# Pre-requisites - IMPORTANT!!!

In order to run properly this notebook, you need to:

1. Have a `.env` at the root of your project (You can use `.env.example` with the values on it)
2. Run `export PYTHONPATH=$PWD` in the root of the project

In [19]:
import os
import json
import numpy as np
from dotenv import load_dotenv, dotenv_values

## Functions

These functions are also in the conabio module

In [20]:
def login_alfresco(api_key):
    import requests
    """
    Creates a session in Alfresco
    
    Parameters
    ----------
    api_key : string
        Api key that can come from the .env credentials

    Return
    ------
    session : requests.Session
    """
    try:
        session = requests.Session()
        session.headers.update({'x-api-key': api_key})

        return session
    except Exception as e:
        print("Login failed: ", e)


In [21]:
def save_json(dictionary, file_path_name, overwrite=True):
    """
    Save a dictionary
    
    Parameters
    ----------
    dictionary : dict
    
    file_path_name : string
        Complete file path with the name of the file
    
    overwrite : boolean
        Default is True
    """
    # Serializing json
    json_object = json.dumps(dictionary, indent=4)

    outcome = "w"

    if not overwrite:
        outcome = "w+"

    # Writing to sample.json
    with open(f"{file_path_name}", outcome) as outfile:
        outfile.write(json_object)

In [None]:
def read_json(path):
    f = open(path)
    json_file = json.load(f)

    return json_file

In [None]:
def save_list_as_csv(path, header, list_path, overwrite=True):
    import csv
    write_mode = "w"
    if not overwrite:
        write_mode = "w+"

    with open(path, write_mode) as f:
        write = csv.writer(f)
        write.writerow(header)
        write.writerows(list_path)

### Load the environment set at the root (.env)

In [22]:
load_dotenv()
CONFIG = dotenv_values()

### Parameters

- The cumulus you want to extract videos from

- Date intervals you want the videos from 

- The output path were the results are going to be saved


In [23]:
CUMULUS = 92
MIN_DATE = "2021-11-01" 
MAX_DATE = "2021-12-01" 

OUTPUT_PATH = "../../../results/search"

### Constants

In [28]:
MAX_ITEMS = 5000
FILE_TYPE = "Video"
BUCKET_NAME = "sipecam-open-data"

### Create your query

In this query we want to search for the video in the cumulus 92 that were deployed in November 2021

In [29]:
query = f"+TYPE: \"sipecam:{FILE_TYPE}\" AND +(sipecam:DateDeployment: [{MIN_DATE} TO {MAX_DATE}]) AND +(sipecam:CumulusName:92)"

### Call Action

In [30]:
if CONFIG.get("ALFRESCO_API_ENDPOINT") is None or CONFIG.get("ALFRESCO_API_KEY") is None:
    raise Exception("Keys not detected")
else:    
    skipcount = 0
    end_of_pagination = False
    saved_files = []
    
    # A cumulus can have more than the MAX_ITEMS allowed in the pagination, so
    # a loop is necessary.
    while not end_of_pagination:
        
        session = login_alfresco(CONFIG.get("ALFRESCO_API_KEY"))

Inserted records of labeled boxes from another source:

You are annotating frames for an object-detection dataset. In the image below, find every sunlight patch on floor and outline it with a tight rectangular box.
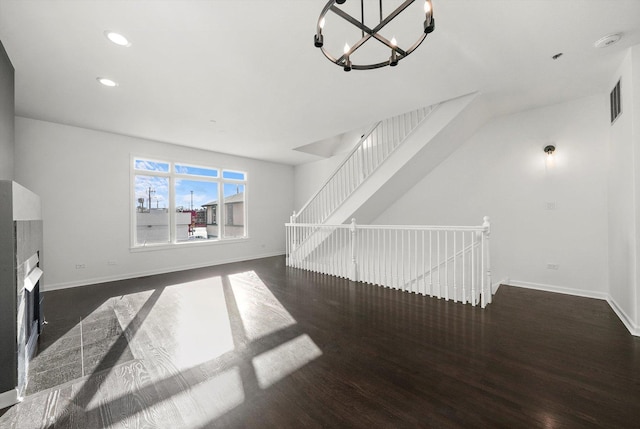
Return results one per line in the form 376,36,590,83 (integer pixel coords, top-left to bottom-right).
229,271,296,341
251,334,322,389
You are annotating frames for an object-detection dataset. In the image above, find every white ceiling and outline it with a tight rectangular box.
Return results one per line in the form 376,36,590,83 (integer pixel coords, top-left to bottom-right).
0,0,640,164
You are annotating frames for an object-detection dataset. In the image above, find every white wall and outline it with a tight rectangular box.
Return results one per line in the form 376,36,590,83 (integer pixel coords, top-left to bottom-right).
0,42,14,180
15,117,293,289
293,152,348,212
609,46,640,332
631,45,640,328
374,95,608,298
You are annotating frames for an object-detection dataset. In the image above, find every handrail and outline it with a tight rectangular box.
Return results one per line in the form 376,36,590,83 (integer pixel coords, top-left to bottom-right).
286,217,493,308
294,121,382,219
290,105,438,223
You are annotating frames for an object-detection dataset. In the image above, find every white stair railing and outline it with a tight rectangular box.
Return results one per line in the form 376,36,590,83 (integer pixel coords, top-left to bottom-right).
286,217,492,308
291,105,437,224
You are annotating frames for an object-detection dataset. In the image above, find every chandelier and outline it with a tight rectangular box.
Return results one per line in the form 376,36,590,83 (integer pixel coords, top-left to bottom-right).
313,0,435,72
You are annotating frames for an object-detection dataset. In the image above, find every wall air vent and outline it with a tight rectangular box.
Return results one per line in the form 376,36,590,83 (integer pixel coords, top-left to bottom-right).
609,80,622,124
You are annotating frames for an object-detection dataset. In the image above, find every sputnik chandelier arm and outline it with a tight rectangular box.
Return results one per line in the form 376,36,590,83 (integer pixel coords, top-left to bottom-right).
313,0,435,71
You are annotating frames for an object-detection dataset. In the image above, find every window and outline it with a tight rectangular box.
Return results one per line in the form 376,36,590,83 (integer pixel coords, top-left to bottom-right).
132,158,247,247
609,81,622,124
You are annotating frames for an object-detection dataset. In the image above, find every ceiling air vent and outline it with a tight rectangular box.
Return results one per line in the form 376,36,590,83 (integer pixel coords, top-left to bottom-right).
609,80,622,124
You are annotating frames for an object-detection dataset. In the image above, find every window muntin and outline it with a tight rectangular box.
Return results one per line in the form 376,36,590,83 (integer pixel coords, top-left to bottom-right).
176,164,218,177
222,182,246,238
133,159,169,173
222,170,247,181
134,175,170,246
132,158,247,247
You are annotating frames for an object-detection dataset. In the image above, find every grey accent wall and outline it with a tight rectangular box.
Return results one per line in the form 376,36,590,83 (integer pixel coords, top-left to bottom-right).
0,180,18,393
0,41,15,180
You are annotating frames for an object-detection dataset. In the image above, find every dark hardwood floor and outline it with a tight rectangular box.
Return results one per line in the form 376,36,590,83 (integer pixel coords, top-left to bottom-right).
0,257,640,429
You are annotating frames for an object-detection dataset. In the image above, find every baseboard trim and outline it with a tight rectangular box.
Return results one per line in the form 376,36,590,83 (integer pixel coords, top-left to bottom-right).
0,389,22,409
607,296,640,337
42,251,284,292
505,280,609,301
491,278,509,295
504,280,640,337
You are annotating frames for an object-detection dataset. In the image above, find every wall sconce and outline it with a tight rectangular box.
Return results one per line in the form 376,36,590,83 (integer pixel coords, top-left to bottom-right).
544,144,556,168
544,144,556,158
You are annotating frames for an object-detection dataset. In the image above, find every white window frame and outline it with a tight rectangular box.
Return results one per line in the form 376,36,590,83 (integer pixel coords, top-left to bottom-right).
129,155,249,252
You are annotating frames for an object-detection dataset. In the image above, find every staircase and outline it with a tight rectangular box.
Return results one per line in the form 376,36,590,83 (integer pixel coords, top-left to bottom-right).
286,94,491,307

        req = session.post(CONFIG.get("ALFRESCO_API_ENDPOINT"),
                           data=json.dumps({
                               "query": {
                                   "query": query,
                                   "language": "afts"
                               },
                               "include": ["properties", "path"],
                               "sort": [{"type": "FIELD", "field": "cm:name", "ascending": "false"}],
                               "paging": {
                                   "maxItems": MAX_ITEMS,
                                   "skipCount": skipcount
                               }
                           })
                        )

        result = req.json()
        
        try:
            if not result["list"]["pagination"]["hasMoreItems"]:
                end_of_pagination = True
        except:
            if result["error"]:
                raise Exception(result["error"])

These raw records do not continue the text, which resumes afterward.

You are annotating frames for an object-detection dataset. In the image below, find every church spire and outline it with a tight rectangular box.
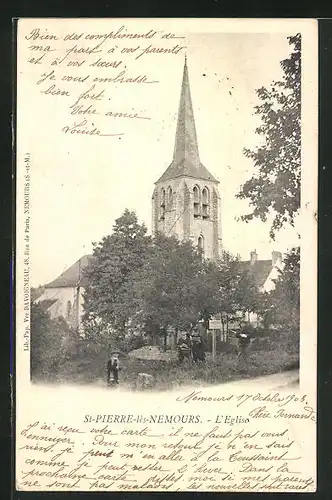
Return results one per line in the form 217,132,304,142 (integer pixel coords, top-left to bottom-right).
173,55,200,169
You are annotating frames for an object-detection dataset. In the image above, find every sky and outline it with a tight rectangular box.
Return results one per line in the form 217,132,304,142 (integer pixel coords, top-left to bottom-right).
18,22,304,286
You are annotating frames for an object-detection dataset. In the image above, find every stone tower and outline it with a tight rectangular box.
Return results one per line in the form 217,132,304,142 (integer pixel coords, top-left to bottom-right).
152,60,222,260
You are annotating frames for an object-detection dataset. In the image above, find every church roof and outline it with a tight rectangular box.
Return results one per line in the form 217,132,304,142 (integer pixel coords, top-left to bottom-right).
45,255,92,288
241,260,272,287
158,58,218,182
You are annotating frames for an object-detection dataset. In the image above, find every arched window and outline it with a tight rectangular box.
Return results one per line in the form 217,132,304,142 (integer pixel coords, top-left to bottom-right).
193,186,200,217
197,235,204,256
202,187,210,219
160,188,166,220
167,186,173,208
67,300,71,318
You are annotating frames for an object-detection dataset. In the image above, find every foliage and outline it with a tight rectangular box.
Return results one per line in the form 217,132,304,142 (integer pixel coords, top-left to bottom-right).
117,234,222,337
237,34,301,239
83,210,151,335
218,252,260,315
261,247,300,343
30,302,71,377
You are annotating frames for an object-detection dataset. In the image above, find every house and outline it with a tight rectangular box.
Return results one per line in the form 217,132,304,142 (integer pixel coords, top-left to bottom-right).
32,59,281,328
35,255,92,329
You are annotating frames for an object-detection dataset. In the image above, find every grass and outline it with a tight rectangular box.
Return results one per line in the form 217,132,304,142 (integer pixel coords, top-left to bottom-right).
34,344,299,390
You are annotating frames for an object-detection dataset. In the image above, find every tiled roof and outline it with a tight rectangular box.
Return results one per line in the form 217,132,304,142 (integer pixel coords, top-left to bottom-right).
45,255,92,288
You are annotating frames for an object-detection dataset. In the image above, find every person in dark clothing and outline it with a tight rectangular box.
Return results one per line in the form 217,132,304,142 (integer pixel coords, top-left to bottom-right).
178,333,192,363
192,330,205,362
107,352,121,385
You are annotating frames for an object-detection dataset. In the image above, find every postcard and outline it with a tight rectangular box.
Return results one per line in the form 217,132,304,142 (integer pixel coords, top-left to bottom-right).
14,18,318,493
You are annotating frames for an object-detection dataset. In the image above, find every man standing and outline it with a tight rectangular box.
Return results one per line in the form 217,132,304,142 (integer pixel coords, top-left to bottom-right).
178,333,192,363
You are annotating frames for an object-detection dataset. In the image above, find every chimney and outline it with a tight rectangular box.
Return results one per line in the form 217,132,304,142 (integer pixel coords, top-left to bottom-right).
272,251,282,266
250,250,257,265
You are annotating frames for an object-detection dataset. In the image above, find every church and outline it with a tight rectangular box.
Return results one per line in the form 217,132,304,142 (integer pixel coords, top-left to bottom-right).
36,59,282,328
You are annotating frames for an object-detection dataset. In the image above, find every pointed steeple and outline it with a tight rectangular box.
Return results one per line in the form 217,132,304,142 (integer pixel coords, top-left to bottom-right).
159,55,218,182
173,56,200,168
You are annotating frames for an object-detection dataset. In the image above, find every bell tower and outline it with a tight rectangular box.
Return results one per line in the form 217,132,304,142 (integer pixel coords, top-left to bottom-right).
152,58,222,260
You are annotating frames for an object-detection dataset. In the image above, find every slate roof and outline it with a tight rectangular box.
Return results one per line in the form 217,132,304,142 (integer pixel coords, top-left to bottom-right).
45,255,92,288
241,260,272,287
157,59,219,183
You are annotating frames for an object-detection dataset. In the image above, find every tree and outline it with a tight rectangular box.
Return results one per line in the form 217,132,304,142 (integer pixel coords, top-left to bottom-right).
117,234,222,339
218,252,260,330
30,301,70,378
83,210,151,336
237,34,301,239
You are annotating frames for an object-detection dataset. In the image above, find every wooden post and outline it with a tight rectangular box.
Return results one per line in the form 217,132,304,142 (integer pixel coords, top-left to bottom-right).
211,330,217,361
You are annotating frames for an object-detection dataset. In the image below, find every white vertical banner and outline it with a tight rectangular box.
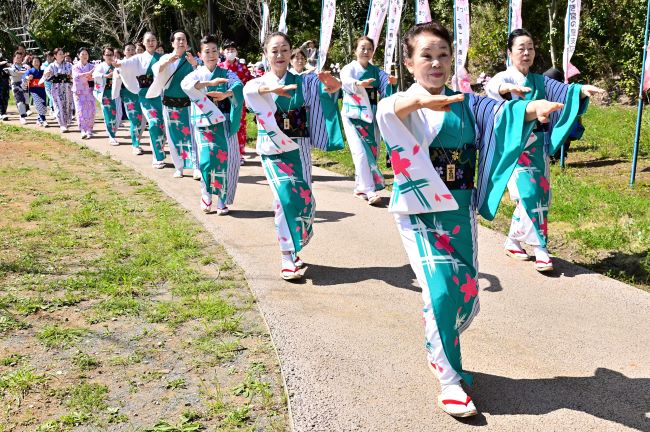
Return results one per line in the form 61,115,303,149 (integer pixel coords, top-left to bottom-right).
384,0,404,75
508,0,522,34
318,0,336,71
278,0,289,34
260,0,271,45
415,0,431,24
451,0,472,93
367,0,390,48
562,0,581,82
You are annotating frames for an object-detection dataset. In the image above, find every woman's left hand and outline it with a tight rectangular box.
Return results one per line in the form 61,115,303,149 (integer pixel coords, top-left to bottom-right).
318,71,341,93
580,84,606,97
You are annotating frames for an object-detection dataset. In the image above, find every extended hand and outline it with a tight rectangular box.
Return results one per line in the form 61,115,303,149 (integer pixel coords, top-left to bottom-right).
269,84,298,98
499,83,532,99
206,91,230,101
420,93,465,111
532,99,564,123
357,78,375,88
318,71,341,93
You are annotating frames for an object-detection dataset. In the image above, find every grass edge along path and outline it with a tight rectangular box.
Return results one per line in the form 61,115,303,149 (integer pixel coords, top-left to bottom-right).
0,125,289,432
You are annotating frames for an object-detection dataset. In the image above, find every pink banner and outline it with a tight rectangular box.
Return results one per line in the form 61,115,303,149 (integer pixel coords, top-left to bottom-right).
415,0,431,24
562,0,581,83
384,0,404,75
318,0,336,71
451,0,472,93
367,0,390,48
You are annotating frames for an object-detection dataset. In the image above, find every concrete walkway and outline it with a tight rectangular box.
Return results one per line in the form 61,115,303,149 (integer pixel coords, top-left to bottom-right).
12,117,650,431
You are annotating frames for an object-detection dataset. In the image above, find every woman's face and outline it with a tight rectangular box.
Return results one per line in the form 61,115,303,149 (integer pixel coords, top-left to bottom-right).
508,36,535,75
201,43,219,69
291,53,307,72
404,33,451,94
103,50,113,63
142,33,158,52
124,45,135,58
172,32,187,54
265,36,291,75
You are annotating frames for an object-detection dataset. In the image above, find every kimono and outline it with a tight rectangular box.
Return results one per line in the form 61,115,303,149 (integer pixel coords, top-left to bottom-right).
24,68,47,124
377,83,534,385
112,69,145,148
0,60,10,119
119,52,165,164
93,62,122,141
72,62,97,134
181,66,244,207
45,61,73,128
486,66,589,248
147,54,199,171
244,72,344,253
218,59,253,156
7,63,27,118
341,60,395,195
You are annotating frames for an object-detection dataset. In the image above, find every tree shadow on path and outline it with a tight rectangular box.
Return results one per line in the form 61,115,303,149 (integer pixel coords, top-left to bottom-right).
305,264,422,292
471,368,650,432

        file_name = f"{OUTPUT_PATH}/search_result_{FILE_TYPE}_{CUMULUS}_{skipcount}.json"
        # Every pagination will be saved as a json
        save_json(result, file_name)
        saved_files.append(file_name)
        skipcount += MAX_ITEMS
        
    path_list = []

    # Afterward we only want to extract the path in order to find easily the files
    for json_file in saved_files:
        result = read_json(json_file)

        totalItems = result["list"]["pagination"]["totalItems"]
        entries_list = (result["list"]["entries"])

        for entry in entries_list:
            complete_path = f'{entry["entry"]["path"]["name"]}/{entry["entry"]["name"]}'

            # This replacement name will depend on your mounting path.
            complete_path = complete_path.replace("/Company Home/Sites/sipecam/documentLibrary/", f"data/")
            path_list.append([complete_path])

    path_csv = f"{OUTPUT_PATH}/{FILE_TYPE}_path_{CUMULUS}.csv"
    save_list_as_csv(path_csv, ["item"], path_list)

## Access to one object

In [None]:
import boto3

In [None]:
s3_client = boto3.client('s3')

## See if the video exists on the bucket

In [None]:
result = s3_client.list_objects_v2(Bucket=BUCKET_NAME, Prefix=path)

if 'Contents' in result:
    print("Key exists in the bucket.")
    obj = s3_client.get_object(Bucket=BUCKET_NAME, Key=path)
    object_stream = obj['Body'].read()
else:
    print("Key doesn't exist in the bucket.")